Silent Circle way: Server keeps hashes of registered users cached. Client hashes all the numbers it has, remembering the hash -> number map for them. Client sends a small number of the most significant bits of its hashes. Server treats this like a mask or wildcard search, returns all matches. Client knows which match, also gets hashes for other users they don't know. Sure, the client can reverse them, but the client could have probed for them anyway. The server maybe/probably doesn't learn enough to preimage what the client sent because of too many collisions. The downside is that the number of bits the client sends needs to be appropriate given the size of the database, though that can be mitigated by sharding by country code/area code/whatever.

I've never heard of a way to do this without giving all your contacts to the app. Hashing is pretty useless if an attacker steals the DB as the parent pointed out because you can pretty easily build a dictionary of all possible 10-digit US phone number hashes (especially since area codes aren't anywhere close to randomly distributed). One slight advantage of hashing is non-malicious but curious employees/engineers at the company could be tempted to look at contact info whereas reversing hashes is much more clearly over the line and not everyone will know how to do it, but that's more a matter of training employees not to do it either way.
It doesn't matter if the attacker steals the database of hashes because the database of registered users is also stored there in plaintext. The attacker/insiders would need to start logging the contact intersection requests, including the authenticated user making them, in order to see a social graph and how that changes over time. Cracking the hashes is only necessary to unmask the phone numbers.

Standard OTT messaging architecture guarantees the service will see message envelopes anyway, so it's not worth the trade off of deploying PIR schemes of the differential or computational variety. Look for stuff by Ian Goldberg. Percy++ is a practical example you can run yourself.

For OTT contact sync the reasonable thing to do is just send the phone numbers. Blinding them by truncated hash is a nice gesture. What's not cool is sending all the other fields of the address book along with it.

We know and can easily verify that Signal is being good. But what can we do about less trustworthy services? The phone would need to apply permissions. Like, allow/deny filters of which fields of contacts or contact categories each app may have access to. An address book firewall, essentially. Considering how important messaging apps are in our lives and the amount of time we spend with them I think such granularity is warranted.

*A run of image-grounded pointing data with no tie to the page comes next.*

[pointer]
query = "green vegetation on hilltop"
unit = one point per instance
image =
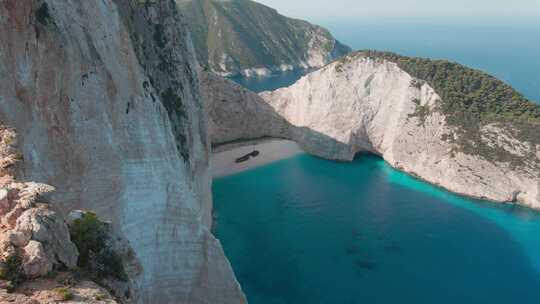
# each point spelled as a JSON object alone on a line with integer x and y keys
{"x": 470, "y": 100}
{"x": 230, "y": 36}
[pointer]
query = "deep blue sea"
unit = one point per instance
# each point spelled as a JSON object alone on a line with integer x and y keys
{"x": 508, "y": 51}
{"x": 306, "y": 230}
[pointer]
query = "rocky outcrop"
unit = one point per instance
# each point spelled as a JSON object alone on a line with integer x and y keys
{"x": 39, "y": 263}
{"x": 242, "y": 37}
{"x": 368, "y": 104}
{"x": 105, "y": 98}
{"x": 236, "y": 113}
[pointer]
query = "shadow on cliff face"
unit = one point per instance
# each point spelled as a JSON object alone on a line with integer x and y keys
{"x": 237, "y": 114}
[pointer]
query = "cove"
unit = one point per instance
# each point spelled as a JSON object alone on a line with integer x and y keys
{"x": 308, "y": 230}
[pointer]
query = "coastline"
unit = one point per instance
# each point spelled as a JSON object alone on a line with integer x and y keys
{"x": 222, "y": 161}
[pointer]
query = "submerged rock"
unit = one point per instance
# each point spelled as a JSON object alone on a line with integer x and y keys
{"x": 368, "y": 103}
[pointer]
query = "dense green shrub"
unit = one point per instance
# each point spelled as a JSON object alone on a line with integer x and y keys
{"x": 471, "y": 99}
{"x": 64, "y": 293}
{"x": 99, "y": 261}
{"x": 12, "y": 271}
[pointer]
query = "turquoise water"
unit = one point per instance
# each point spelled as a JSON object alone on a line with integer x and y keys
{"x": 307, "y": 230}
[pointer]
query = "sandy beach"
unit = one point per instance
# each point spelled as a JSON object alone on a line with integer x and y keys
{"x": 223, "y": 157}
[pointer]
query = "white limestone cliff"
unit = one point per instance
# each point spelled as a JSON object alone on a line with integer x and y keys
{"x": 105, "y": 98}
{"x": 368, "y": 105}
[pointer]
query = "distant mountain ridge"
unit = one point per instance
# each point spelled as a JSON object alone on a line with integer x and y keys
{"x": 242, "y": 37}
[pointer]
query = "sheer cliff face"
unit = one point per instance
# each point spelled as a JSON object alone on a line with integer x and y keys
{"x": 372, "y": 105}
{"x": 364, "y": 104}
{"x": 105, "y": 99}
{"x": 245, "y": 37}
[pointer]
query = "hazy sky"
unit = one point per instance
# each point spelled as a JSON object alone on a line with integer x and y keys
{"x": 429, "y": 9}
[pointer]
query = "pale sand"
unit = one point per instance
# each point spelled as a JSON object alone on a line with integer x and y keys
{"x": 223, "y": 157}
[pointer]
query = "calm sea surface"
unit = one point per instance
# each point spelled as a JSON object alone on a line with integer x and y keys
{"x": 307, "y": 230}
{"x": 509, "y": 52}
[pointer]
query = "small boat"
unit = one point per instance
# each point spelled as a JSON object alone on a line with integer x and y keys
{"x": 247, "y": 156}
{"x": 242, "y": 159}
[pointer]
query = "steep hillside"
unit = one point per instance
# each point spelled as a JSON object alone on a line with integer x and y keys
{"x": 245, "y": 37}
{"x": 105, "y": 98}
{"x": 449, "y": 125}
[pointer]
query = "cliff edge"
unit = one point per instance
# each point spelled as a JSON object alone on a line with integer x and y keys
{"x": 449, "y": 125}
{"x": 105, "y": 98}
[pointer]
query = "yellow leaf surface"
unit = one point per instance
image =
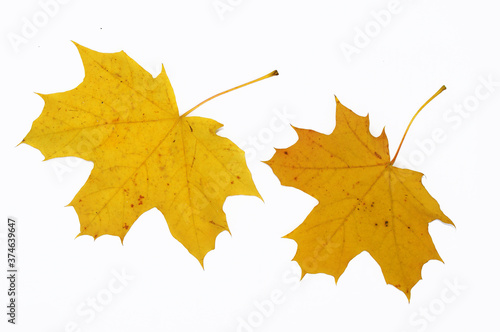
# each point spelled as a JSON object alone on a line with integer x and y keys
{"x": 145, "y": 155}
{"x": 365, "y": 203}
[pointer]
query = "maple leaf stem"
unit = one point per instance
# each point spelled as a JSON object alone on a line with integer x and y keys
{"x": 411, "y": 121}
{"x": 273, "y": 73}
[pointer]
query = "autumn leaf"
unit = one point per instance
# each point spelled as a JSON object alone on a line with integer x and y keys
{"x": 145, "y": 155}
{"x": 365, "y": 203}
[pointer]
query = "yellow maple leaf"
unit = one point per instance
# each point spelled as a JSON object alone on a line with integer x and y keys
{"x": 145, "y": 155}
{"x": 365, "y": 203}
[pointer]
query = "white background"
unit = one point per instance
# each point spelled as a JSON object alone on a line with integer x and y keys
{"x": 403, "y": 61}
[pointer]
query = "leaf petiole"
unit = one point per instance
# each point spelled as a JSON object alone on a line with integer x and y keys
{"x": 406, "y": 131}
{"x": 273, "y": 73}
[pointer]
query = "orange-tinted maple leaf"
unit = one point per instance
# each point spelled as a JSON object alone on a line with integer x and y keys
{"x": 365, "y": 203}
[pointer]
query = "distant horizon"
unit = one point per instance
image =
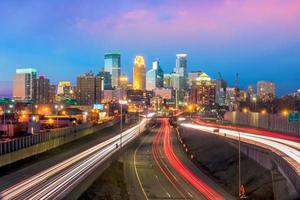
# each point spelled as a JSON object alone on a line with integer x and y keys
{"x": 260, "y": 40}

You're missing the point. "Hashing" isn't the interesting word in "truncated hashing". "Truncated" is.
I think it's much less likely to have collisions because the input space is so restricted (just valid phone numbers).
SHA-1 has approximately Random distribution, so it doesn't matter what the input is really in practice.
The point of the person you are responding to essentially comes down to pidgeon hole principle (the best principle), and absolutely applies to a cryptographically random function, and is agnostic to the input distribution: it is a relative measure of information/entropy between two sets.
I agree with what you said, but I don't agree that's what the person implied by their post.
Git defaults to using 7 hex characters for short hashs and doesn't see collisions for 95+% of repos. Even the Linux kernel repo with all its objects only needs 12 characters to ensure uniqueness.
Yes, but if (it seems more like when) a collision happens in a situation like this, aren't we essentially saying someone is connected with someone they don't even know? I feel like detecting the collision takes more computation then just sending the whole hash right? I mean in consideration of the scale that Signal/WhatsApp/etc are with millions of phone numbers
With a couple GPUs you could find out if there is a collision on phone numbers with truncated hashes pretty quickly. If the phone numbers are normalized, except for a few edge cases, the space is twelve digits which can be naively brute forced. A trillion SHA-1 hashes isn't that hard to do these days.